Graphical representation of the workflow
PLSDB workflow

Included tools for sequence search

  • Mash (Mash paper, Mash screen pre-print, repository)
    Version used by the web-server: 2.1.1
    CMD: mash sketch -S 42 -k 21 -s 1000{individually} -o {query_msh_noext} {query_fa} && mash dist {plasmids_msh} {query_msh} -v {max_pvalue} -d {max_dist} > {output}
    CMD: mash screen {plasmids_msh} {query_fa} -v {max_pvalue} -i {min_ident}{winner_takes_all} > {output}
  • BLASTn (official website)
    Version used by the web-server:
    • blastn: 2.9.0+; Package: blast 2.9.0, build Mar 11 2019 15:20:05
    • tblastn: 2.9.0+; Package: blast 2.9.0, build Mar 11 2019 15:20:05
    CMD:
    • blastn -query {query_fa} -task blastn -db {plasmids_db} -out {output} -evalue 1 -perc_identity {min_ident} -qcov_hsp_perc {min_cov} -outfmt '6 qseqid sseqid qstart qend sstart send evalue bitscore pident qcovs qcovhsp'
    • tblastn -query {query_fa} -task tblastn -db {plasmids_db} -out {output} -evalue 1 -qcov_hsp_perc {min_cov} -outfmt '6 qseqid sseqid qstart qend sstart send evalue bitscore pident qcovs qcovhsp'

Used libraries

  • Bootstrap
  • Font Awesome icons
  • Highcharts
  • Krona
  • underscore.js
  • w2ui.js
  • jquery.auto-complete.js

Support

If you encounter any problems or have questions about the data feel free to open an issue.

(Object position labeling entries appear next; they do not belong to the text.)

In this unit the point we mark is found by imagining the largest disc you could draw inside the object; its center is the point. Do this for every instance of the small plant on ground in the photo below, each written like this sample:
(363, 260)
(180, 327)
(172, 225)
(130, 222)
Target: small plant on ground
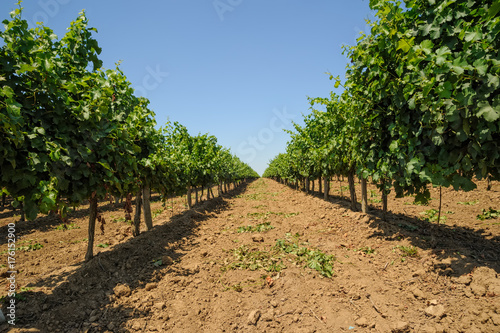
(488, 214)
(157, 212)
(409, 227)
(31, 246)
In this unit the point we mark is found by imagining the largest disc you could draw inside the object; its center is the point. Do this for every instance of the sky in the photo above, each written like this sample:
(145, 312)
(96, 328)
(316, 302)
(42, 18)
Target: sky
(240, 70)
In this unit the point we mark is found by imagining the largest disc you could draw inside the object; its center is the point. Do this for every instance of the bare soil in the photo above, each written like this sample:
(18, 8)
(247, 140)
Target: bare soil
(195, 272)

In case of reporting an error, do not forget to specify the used web server version, the error message, and a description of your request (e.g. job ID and input data).


Disclaimer

This website is provided "as is" without any warranties.

Uploaded data
If you submit data for sequence search we assume that you have the right to upload this data to this web-server. The uploaded sequences are stored only temporary and are deleted upon job completion.